Randy shrugged.  “Well, I’m going to get another cup of coffee then Cassie and I’ll head out.  I did ask Aunt Wilma if she’d go to the lodge and fix our dinner and she said she would.  We still have some venison from the deer we killed yesterday.”

“I’ve been thinking.  I know the cabin you’re living in is big enough, but I’d like to have you move up to the lodge.  It doesn’t have to be today, but in the next couple days.  It’ll be safer for everyone.”

“You’ll want your family to live there when they get here.” Randy protested.

“Yeah, but when they do show up there’ll still be plenty of room and I don’t fancy strangers in the lodge with me and mine.  Besides, I’d like the guns in one place.”

“I guess you’re right.” Randy answered.  “I’ll talk to them, but I don’t see a problem.”

“Well, for now we got a lot to do to protect this place.”  Will mumbled as he walked away. “Be sure to pick up the two-way radio on the front desk.”

Wilma Hamilton stepped into the Lodge and glanced around.  So now the lodge was going to be their home.  They were safe, because of Randy and this strange man but she wasn’t sure she liked the new living arrangements.

That night both she and her daughter, Cassie, had watched the horror of the attacks at the military base unfold on the television.  The news programs grew more and more frightening.  She and Cassie discussed loading up the car and leaving, but after spending hours trapped in traffic before Hurricane Rita, they were afraid it would more of the same. People died trying to escape a hurricane that didn’t even show up.
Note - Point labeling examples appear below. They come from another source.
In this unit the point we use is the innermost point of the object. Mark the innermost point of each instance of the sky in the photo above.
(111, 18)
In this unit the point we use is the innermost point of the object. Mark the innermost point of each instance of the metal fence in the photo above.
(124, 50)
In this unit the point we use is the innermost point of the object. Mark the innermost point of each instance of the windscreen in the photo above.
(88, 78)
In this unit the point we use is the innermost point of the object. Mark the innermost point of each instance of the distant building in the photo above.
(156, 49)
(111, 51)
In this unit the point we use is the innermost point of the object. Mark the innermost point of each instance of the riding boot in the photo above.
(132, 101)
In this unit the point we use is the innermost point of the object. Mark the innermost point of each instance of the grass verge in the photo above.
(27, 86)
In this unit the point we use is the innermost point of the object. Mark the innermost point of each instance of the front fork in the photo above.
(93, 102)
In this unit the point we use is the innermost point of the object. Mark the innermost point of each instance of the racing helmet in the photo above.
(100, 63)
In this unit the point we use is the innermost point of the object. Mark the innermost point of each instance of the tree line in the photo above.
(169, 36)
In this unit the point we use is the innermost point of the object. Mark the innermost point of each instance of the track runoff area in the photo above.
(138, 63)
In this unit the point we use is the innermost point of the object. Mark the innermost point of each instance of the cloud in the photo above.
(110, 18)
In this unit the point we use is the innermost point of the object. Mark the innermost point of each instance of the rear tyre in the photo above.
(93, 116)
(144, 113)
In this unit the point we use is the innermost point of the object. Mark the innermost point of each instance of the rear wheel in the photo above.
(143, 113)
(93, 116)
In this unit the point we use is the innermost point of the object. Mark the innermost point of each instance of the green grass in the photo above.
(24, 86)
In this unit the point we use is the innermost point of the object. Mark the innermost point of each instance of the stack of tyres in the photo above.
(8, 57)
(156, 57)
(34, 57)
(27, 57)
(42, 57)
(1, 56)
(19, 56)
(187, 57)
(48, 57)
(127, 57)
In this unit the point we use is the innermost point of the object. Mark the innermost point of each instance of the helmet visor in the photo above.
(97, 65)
Wilma was afraid they would get trapped and overtaken in Cassie’s little Prius.

Randy had arrived like a storm at midnight.  He told them they had twenty minutes to pack whatever they wanted to take because they wouldn’t be coming back.  He backed up his big truck and loaded whatever Wilma or Cassie could carry out of the house.

Wilma insisted on her portable sewing machine, trunks of fabric and sewing supplies.  When Randy announced enough, she packed two bags of clothes.  With the time left, she emptied canned goods from the kitchen into a laundry basket and grabbed a large blue enamel pot with all her canning supplies.  She hurried to the garage and retrieved six boxes of assorted sizes of canning jars.

Cassie spent her time packing up her laptop, printer and paper supplies.  She pulled quilts from the beds and linens from the hall closet.  It took a bit of convincing to get Randy to load the massive cedar chest from Cassie’s room, but with it headed for the truck she packed her own clothes then cleared the bathrooms and cabinets of shampoos and OTC medications.

When Randy ushered them out of the small house in West Houston, it looked like a storm had hit the inside.  They got in the truck and Randy cranked the diesel engine.  He headed west on the back streets and ended on the narrow two-lane blacktop roads that wound through country roads through southwest Texas.  Randy drove finally stopped in Dryden at a fast food place that still had Internet access.

Cassie sent an email to her sister then used the computer to pull up news programs and social media to see accounts of attacks that began on the southeast side of Houston and rolled over the city like a wave.  She tried calling and texting her sister but cell service was sketchy at best this far from the big city.